A1F Taranto: presentata Ress

Non sta nella pelle Kathrin Ress, ala-pivot ufficializzata nella tarda mattinata di oggi dalla società del presidente Angelo Basile, che ha “scritturato” per le prossime due stagioni quella che ha definito “la miglior giocatrice d’area italiana in circolazione”.
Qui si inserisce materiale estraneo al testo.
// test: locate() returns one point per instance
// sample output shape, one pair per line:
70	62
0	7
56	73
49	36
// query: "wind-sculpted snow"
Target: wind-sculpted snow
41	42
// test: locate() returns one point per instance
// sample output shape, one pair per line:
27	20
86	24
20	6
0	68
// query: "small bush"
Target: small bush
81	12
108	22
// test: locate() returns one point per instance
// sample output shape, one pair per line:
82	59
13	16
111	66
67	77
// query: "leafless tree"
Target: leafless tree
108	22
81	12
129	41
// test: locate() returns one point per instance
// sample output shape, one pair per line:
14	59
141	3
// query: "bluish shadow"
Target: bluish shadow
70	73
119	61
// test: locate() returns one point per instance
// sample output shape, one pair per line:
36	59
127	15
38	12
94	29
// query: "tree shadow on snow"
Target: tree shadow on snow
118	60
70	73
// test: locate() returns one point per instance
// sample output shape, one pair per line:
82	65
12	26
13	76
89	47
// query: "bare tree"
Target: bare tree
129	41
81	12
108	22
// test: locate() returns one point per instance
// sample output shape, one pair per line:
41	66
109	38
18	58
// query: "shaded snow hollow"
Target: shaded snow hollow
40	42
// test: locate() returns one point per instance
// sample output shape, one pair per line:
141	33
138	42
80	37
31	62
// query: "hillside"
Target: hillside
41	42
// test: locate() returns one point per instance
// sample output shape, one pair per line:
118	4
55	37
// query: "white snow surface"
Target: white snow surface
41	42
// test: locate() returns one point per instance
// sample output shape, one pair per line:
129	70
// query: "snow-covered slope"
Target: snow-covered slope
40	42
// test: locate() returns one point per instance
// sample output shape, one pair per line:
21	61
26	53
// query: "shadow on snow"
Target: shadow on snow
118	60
RITORNO IN ITALIA AMBIZIOSO Prima di approdare a Gran Canaria, dove ha giocato una stagione 2010-2011 produttiva (11,5 punti e 7,7 rimbalzi nella Liga, dove la sua squadra ha chiuso come nona; 14,9 punti ed 8,6 rimbalzi a match nell’Eurolega, dove è giunta ai quarti), l’ala-pivot 26enne Kathrin Ress, alta 196 cm, era stata a Schio “con cui non ci siamo lasciati benissimo. Ma ormai è andata così. Ora, dopo aver cambiato aria in Spagna, sono felice di ritrovare un campionato stimolante e competitivo come quello italiano. Sono pronta a fare la mia parte per una formazione che a mio avviso può svolgere un nuovo ruolo importante sia in Italia che in Europa”.
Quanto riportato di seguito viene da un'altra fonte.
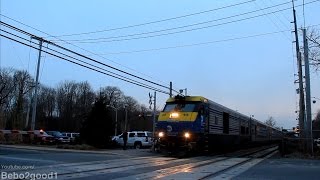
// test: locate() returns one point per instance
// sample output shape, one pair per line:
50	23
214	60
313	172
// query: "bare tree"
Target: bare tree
112	95
7	87
22	80
270	122
314	47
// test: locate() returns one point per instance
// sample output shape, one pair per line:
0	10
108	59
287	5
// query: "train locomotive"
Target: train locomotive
197	123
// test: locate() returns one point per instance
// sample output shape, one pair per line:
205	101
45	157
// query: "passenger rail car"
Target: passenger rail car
194	122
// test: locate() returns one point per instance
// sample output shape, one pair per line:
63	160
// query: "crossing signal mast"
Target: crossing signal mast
152	100
305	123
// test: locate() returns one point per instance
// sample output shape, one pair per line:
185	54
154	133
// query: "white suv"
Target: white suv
137	139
RESS ED IL CRAS Qual è il pensiero di Ress sul nuovo Cras che sta nascendo e che deve ancora completare il suo roster? “L’impressione è positiva. Io penso che rispetto alla passata stagione il team tarantino avrà una nuova identità, ma non sarà stravolta. La filosofia resta quella operaia di Ricchini, come confermato dalle ultime finali-playoff, che incarna la mia indole di giocatrice. Ragion per cui sono felicissima di poter dare il mio contributo”. Dove può arrivare il Cras con Ress? “Non posso prevederlo – risponde la bolzanina – perché è il parquet che dice la verità sul basket. Ma di sicuro posso dire che Taranto ha carte importanti da piazzare sul tappeto”.
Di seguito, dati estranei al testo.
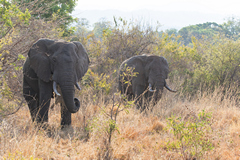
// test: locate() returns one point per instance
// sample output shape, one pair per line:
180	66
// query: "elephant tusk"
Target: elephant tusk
166	86
55	88
78	87
150	88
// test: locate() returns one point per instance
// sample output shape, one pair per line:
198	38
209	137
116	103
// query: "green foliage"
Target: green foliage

RESS, QUANDO LO SPORT E’ DOC A casa Ress lo sport impera. Il più famoso è il fratello Tomas, “stella” della Monte dei Paschi Siena, con la quale il 20 giugno del 2011 ha vinto il quinto scudetto maschile (consecutivo) della sua carriera. Ala-pivot come Kathrin che, ad 11 anni, ha il colpo di fulmine per il basket dopo aver visto giocare come “allievo” della Virtus Bologna suo fratello maggiore Tomas. Di lui segue le ombre della formazione cestistica, perché nel 2002, a 17 anni, decide di volare negli Usa, dove attraverso le tappe nell’High School, nella Ncaa universitaria e nell’Wnba professionista (“giocata per tre-quarti, poi sono tornata in Italia per la nazionale”), ha visto rafforzare il suo bagaglio tattico-tecnico “e l’esperienza umana” svela la diretta interessata, “perché quando giri il mondo la tua mente si allarga”.

Lo sport ha contagiato anche gli altri due Ress, Manuel e Betti. “Il primo ha fatto basket nei suoi tempi d’oro – ricorda Kathrin – ma ora ha lasciato e messo su famiglia. Mentre mia sorella Betti gioca a volley come centrale del Neruda, squadra neo promossa nella serie B2 femminile”.